I've had many laptops over the years, from the original eeePC to 17" portable workstations, and the smallest I personally found to be "usable" on a daily basis were in the 12" class; I used a Sony Z505 throughout law school. Get that size with a usable keyboard and touchpad. Anything reasonably modern with 8GB of RAM should be able to putz around in Linux as a secondary device.

[–] azimir@lemmy.ml 7 points 1 day ago (3 children)

I had one of the 10" eeePC machines for years. That thing was a tank. It did everything I needed it to, especially weird networking configurations. The battery also lasted over 6 hours. I mostly ran Crunchbang #! Linux on it.

I don't think I could live on a 10" screen anymore, but back in the day it was a dream machine.

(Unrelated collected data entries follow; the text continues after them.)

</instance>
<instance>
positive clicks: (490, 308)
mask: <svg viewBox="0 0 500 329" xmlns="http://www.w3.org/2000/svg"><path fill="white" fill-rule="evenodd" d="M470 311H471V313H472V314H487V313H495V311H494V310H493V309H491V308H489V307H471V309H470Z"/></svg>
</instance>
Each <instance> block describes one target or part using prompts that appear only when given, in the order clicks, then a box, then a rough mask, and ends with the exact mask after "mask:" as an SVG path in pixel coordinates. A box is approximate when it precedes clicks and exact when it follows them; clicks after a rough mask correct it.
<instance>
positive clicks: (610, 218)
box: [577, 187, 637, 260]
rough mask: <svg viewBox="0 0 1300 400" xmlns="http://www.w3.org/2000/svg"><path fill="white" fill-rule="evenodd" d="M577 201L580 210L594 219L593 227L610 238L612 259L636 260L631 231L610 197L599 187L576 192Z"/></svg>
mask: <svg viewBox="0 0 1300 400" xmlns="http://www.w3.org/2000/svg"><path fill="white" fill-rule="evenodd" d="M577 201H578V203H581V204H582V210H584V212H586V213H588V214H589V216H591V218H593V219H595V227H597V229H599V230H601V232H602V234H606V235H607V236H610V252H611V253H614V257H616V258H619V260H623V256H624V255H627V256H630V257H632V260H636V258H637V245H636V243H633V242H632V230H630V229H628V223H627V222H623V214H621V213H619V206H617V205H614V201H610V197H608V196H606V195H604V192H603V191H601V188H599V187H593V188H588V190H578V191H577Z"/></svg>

[–] JubilantJaguar@lemmy.world 4 points 1 day ago

I don’t think I could live on a 10" screen anymore, but back in the day it was a dream machine.

Interesting. Years ago I moved from an 18in desktop setup to something like your eeePC. Unexpectedly, I also found it fine. These days I have a 14in and it feels unnecessarily big and heavy.

If you're happy doing things one window at a time (i.e. monocle view, or basically as on mobile OSs), turns out the floor's the limit!

[–] tal@lemmy.today 4 points 1 day ago

For the hell of it, I used one as my main work laptop for a while. $199 plus $20 of RAM when I got it, IIRC.

External keyboard, put the laptop on a cantilevered board so that it's right in front of my eyeballs so that the screen size doesn't matter, use it mostly as a thin client to a beefier machine so the CPU doesn't matter much.

[–] thefartographer@lemm.ee 5 points 1 day ago (1 children)

I had the original eeePC too. I found the problem with the screen to be the resolution, not the size. My Lenovo Legion Go with its 8" screen is perfect as my daily driver.

[–] flubba86@lemmy.world 2 points 13 hours ago

I had one too. Besides the screen resolution, the actual worst thing about them was the MMC storage. Literally slower than a 5400rpm HDD. Mine was the one with the slightly faster atom CPU, but it was bottlenecked by the crazy slow storage.